Posted on April 29, 2026

Kalian pasti tahu kalau dunia politik itu nggak selamanya soal persaingan yang kaku atau debat yang panas. Kadang, ada sisi humanis dan nostalgia yang ngebuat suasana jadi cair banget. Kayak yang terjadi di Hotel Mexolie hari Minggu kemarin, pas Bupati Kebumen, Lilis Nuryani, menghadiri pembukaan Musyawarah Cabang (Muscab) DPC PKB Kabupaten Kebumen.

Suasana di Ballroom Hotel Mexolie pada 19 April 2026 itu bener-bener beda. Kehadiran Bupati Lilis Nuryani bukan cuma sebagai kepala daerah yang datang ke acara partai besar, tapi rasanya kayak lagi pulang ke rumah sendiri. Beliau didampingi oleh tokoh-tokoh penting seperti Ir Mohammad Yahya Fuad SE, serta dr Faiz Alauddien Reza Mardhika yang merupakan anggota DPRD Provinsi Jawa Tengah. Nggak ketinggalan, jajaran pimpinan OPD juga ikut hadir ngebuktiin kalau sinergi antara pemerintah dan partai politik di Kebumen ini emang lagi kuat-kuatnya.

Mereka disambut langsung sama keluarga besar PKB, mulai dari jajaran Dewan Syuro sampai Dewan Tanfidz. Dalam sambutannya, Bupati Lilis ngasih apresiasi yang tinggi banget buat peran strategis PKB. Menurut beliau, PKB itu mitra pemerintah yang luar biasa dalam mengawal pembangunan di Kebumen. Beliau menekankan kalau keberhasilan daerah itu emang bergantung banget sama kolaborasi yang harmonis. Selama setahun lebih memimpin, beliau ngerasa kerja sama yang kuat itu lahir karena adanya komunikasi yang transparan dan rasa saling percaya yang tinggi.

Tapi, yang paling ngebikin suasana Muscab jadi pecah adalah pas Bupati Lilis mulai ngomongin soal masa lalu. Beliau cerita kalau kedekatannya sama PKB itu sudah dimulai sejak tahun 2015, jauh sebelum beliau terjun ke politik praktis. Waktu itu, Pak Zaeni Miftah (yang sekarang menjabat Wakil Bupati sekaligus Ketua DPC PKB) sering banget datang ke rumah mertua beliau.

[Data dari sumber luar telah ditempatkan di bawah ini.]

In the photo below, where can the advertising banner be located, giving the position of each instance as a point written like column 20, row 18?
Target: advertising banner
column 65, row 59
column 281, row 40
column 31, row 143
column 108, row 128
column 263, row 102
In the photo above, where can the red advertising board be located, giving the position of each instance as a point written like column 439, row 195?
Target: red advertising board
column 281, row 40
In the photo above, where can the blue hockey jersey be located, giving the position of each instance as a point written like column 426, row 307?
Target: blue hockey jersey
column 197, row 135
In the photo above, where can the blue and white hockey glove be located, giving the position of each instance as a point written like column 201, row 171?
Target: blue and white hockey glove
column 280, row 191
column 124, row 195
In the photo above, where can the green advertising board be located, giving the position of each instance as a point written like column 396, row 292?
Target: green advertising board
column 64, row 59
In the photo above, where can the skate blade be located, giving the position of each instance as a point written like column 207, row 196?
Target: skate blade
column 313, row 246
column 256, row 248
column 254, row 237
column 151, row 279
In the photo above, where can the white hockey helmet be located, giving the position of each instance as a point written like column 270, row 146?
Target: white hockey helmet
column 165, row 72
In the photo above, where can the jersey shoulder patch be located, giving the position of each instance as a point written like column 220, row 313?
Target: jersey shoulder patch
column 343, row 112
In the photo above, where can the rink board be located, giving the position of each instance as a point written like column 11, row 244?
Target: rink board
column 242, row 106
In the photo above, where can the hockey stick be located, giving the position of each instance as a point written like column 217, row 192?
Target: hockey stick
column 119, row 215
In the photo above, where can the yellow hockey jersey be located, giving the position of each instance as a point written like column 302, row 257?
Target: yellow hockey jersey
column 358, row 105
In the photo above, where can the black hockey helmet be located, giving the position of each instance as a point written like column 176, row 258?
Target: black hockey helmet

“Saya ingat betul, Pak Zaeni-lah yang dulu ngajak Pak Fuad buat maju jadi Bupati. Dulu, hampir setiap waktu buka puasa, beliau datang ke rumah mertua saya,” kenang Bupati Lilis sambil tersenyum. Beliau juga cerita gimana sibuknya beliau di dapur buat nyiapin menu buka puasa buat rombongan PKB waktu itu. “Mertua saya selalu berpesan supaya melayani tamu dengan baik karena tamu adalah raja. Jadi, saya yang sibuk ngebuat dan nyiapin menu makanan buat mereka,” tambahnya yang langsung disambut tawa riuh para kader.

Transformasi Bupati Lilis dari seorang ibu rumah tangga dan pengusaha jadi pemimpin daerah emang nggak lepas dari peran PKB. Beliau sempat berkelakar soal janji Pak Zaeni dulu yang katanya mau nanggung bagian yang susah-susah, tapi ternyata pas sudah jalan di pemerintahan, tetep aja beliau yang harus berdiri di depan. Meskipun ngomongnya sambil bercanda, kalian bisa ngerasain kalau ada ikatan emosional yang kuat banget di antara mereka.

Selain nostalgia, Bupati Lilis juga menyinggung soal simbol kebersamaan “Hijau” (PKB) dan “Biru” (Nasdem). Sebagai bentuk soliditas, beliau bahkan ngebikin kafenya yang di Gombong bernuansa hijau. Namun, beliau juga nggak lupa ngasih pesan tegas soal etika komunikasi politik. Beliau minta tolong banget sama kader PKB dan Nasdem, kalau mau ngasih masukan atau ngingetin OPD, pakailah cara yang santun. Jangan ngomong keras-keras atau kasar, karena komunikasi yang sejuk itu kunci biar pembangunan nggak terhambat.

Di sisi lain, Pak Zaeni Miftah ngejelasin kalau Muscab ini bukan sekadar kumpul-kumpul biasa. Ini adalah agenda regenerasi sesuai AD/ART partai buat ngebangun struktur yang lebih segar. Beliau bangga banget sama pencapaian PKB di Pemilu 2024 yang sukses ngamanin 11 kursi legislatif. Tapi, beliau ngingetin para kader buat nggak cepat puas. Target ke depan harus lebih tinggi lagi dengan cara terus merangkul berbagai lapisan masyarakat.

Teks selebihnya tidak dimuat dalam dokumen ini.